The Purpose Of Fantasy?

Fantasy stories don't seem to have much of a purpose, these days. Save the day, rescue the princess, loot the dungeon.

I'd love it if the characters, in the pursuit of their mundane goal of finding The Lost Eye of Agrue or preparing for The War of Wisterandia against the Dark Ones From The North or whatever, stop once in a while and ask the kinds of questions Carl Sagan would have loved to have talked over.

Questions about Mankind's place in the cosmos.

The kinds of questions we in this world of flesh and bone should be asking ourselves more.

In my dream this morning, I was part of a team of people who were exploring a network of interspatial transport conduits - essentially, a Stargate network right out of that TV show, only without the military and the whole Goa'Uld, Jaffa, ancient astronauts schtick.

This was a dream where the team I was a member of had stumbled upon an idyllic world.
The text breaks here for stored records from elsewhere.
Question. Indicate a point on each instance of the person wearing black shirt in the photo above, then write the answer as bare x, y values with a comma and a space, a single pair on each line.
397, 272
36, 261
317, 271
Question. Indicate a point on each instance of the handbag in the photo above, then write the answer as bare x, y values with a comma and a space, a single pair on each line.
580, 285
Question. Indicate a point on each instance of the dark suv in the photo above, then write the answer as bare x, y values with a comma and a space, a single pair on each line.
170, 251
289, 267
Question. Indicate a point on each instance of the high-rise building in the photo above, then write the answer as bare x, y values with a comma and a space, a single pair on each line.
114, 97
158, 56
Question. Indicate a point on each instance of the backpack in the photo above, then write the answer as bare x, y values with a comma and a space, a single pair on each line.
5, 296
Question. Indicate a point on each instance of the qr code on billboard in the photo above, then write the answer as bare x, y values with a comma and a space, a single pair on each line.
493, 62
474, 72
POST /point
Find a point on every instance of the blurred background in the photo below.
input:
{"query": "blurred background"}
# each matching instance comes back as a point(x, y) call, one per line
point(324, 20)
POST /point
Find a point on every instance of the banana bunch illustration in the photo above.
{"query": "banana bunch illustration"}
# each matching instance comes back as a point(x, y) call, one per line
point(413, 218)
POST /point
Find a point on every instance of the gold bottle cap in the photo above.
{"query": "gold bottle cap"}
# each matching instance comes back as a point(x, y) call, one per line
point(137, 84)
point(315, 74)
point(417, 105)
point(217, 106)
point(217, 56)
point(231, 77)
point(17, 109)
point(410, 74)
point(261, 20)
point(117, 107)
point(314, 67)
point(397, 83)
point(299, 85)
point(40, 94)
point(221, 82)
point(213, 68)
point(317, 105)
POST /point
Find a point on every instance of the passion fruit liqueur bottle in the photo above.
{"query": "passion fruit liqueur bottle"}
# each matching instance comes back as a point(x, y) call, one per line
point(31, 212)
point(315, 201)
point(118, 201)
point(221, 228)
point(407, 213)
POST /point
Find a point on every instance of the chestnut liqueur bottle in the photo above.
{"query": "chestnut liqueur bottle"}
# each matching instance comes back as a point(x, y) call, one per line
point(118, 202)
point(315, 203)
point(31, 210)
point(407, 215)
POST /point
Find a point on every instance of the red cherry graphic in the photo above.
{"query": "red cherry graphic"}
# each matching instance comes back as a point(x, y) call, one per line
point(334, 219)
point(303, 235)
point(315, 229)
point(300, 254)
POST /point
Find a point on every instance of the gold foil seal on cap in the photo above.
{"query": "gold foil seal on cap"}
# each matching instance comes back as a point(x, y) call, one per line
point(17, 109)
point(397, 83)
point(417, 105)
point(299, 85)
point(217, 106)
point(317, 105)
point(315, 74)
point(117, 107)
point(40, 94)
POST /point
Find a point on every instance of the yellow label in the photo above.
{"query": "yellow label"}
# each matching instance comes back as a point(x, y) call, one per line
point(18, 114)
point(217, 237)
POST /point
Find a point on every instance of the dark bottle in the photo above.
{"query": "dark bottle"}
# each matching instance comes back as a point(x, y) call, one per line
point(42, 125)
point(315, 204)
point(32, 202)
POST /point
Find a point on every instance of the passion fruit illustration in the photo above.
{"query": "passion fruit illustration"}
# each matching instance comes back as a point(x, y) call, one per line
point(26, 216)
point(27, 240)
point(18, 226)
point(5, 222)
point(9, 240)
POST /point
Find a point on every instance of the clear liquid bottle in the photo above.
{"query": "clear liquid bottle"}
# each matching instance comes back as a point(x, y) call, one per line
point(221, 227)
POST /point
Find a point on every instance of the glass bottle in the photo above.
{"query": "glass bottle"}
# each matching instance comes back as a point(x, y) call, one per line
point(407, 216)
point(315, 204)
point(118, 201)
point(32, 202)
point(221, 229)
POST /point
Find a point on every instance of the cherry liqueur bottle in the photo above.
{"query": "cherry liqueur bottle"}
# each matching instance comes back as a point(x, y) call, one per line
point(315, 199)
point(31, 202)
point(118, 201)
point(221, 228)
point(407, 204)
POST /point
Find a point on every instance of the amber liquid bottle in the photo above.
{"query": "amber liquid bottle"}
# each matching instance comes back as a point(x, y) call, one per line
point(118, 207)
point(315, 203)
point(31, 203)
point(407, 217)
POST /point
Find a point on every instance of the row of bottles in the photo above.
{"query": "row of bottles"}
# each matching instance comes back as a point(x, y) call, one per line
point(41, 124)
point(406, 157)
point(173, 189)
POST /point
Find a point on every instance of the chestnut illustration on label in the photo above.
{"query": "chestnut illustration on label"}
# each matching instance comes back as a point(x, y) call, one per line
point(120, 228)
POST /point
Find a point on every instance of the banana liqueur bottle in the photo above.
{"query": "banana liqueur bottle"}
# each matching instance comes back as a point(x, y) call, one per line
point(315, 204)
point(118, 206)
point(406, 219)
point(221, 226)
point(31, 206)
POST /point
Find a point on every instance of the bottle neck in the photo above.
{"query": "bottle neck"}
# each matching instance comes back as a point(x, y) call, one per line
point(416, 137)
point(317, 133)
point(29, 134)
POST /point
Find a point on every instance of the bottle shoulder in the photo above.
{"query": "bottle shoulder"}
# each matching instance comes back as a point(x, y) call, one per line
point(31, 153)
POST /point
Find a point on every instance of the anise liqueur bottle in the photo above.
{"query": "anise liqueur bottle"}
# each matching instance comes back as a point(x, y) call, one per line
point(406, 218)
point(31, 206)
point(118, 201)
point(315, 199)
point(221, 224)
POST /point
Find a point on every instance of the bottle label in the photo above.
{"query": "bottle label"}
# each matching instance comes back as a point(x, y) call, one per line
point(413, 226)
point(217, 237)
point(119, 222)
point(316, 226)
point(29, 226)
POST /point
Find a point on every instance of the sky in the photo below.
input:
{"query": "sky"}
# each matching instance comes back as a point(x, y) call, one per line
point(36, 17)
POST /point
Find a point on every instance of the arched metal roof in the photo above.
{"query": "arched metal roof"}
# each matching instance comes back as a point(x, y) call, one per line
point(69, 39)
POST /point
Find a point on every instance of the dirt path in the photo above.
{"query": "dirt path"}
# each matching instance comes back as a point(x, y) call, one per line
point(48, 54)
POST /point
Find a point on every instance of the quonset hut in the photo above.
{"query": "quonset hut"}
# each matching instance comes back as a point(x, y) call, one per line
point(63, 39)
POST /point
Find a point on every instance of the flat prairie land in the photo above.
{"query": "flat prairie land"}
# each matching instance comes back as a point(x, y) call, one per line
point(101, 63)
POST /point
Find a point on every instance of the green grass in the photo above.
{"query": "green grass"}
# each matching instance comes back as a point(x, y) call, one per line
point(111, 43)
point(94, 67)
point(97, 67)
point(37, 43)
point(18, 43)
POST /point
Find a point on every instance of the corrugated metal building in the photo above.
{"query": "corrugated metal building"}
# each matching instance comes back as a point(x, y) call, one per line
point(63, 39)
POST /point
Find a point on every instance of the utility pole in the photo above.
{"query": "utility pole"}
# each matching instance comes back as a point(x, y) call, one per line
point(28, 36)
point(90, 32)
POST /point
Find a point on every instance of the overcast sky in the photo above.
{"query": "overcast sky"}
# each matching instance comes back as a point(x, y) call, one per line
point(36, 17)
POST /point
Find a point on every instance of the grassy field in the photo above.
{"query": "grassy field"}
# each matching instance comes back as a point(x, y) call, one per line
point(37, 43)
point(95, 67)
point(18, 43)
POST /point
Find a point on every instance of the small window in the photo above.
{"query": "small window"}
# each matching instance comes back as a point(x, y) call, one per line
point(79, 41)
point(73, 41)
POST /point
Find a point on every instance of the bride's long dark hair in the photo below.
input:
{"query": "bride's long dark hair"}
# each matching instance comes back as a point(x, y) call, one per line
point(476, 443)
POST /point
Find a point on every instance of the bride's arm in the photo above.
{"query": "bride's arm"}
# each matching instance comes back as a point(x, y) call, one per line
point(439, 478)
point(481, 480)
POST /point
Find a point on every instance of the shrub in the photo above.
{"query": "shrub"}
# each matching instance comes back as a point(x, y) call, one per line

We'd dropped into a clearing in a mixed forest - fir trees off to the West, wild fruit trees to the South. More trees to the North, on the shores of a large lake. It looked absolutely perfect.

It turned out that we had to spend one season here - three months - before the conduits could align again to allow us to come home. So we had to spend the time building shelters and digging a latrine away from the lake and sources of water. We had supplies to last us three months, but it was decided that we should supplement our supplies with locally-foraged foodstuffs.

I was sitting near a campfire at night, and there was an edge-on galaxy clearly visible in the sky. I was facing away from it. A woman from the team came up to me, and sat down beside me. She asked me what was so fascinating that I would pass up the chance of looking at something I have only seen in photos, or in a cartoon sequence on XKCD.

I pointed. She looked, and gasped.

Just over the fir trees, rising in the sky, dominating that quarter of the sky, was a vast spiral galaxy.

I'd seen this before, in a previous dream I'd had many years ago - one I'll describe in a future post.

I asked the woman what she would have thought if, throughout human evolution, we'd have had one of these hanging in the sky. What would have our ancestors have thought? Would the course of our evolution, the shape of our societies, our histories, been any different? Would we have been less of a virus of a species?

Perhaps, at the heart of these fantasy swords-'n'-sorcery stories, there should be more wild veerings into philosophy like these.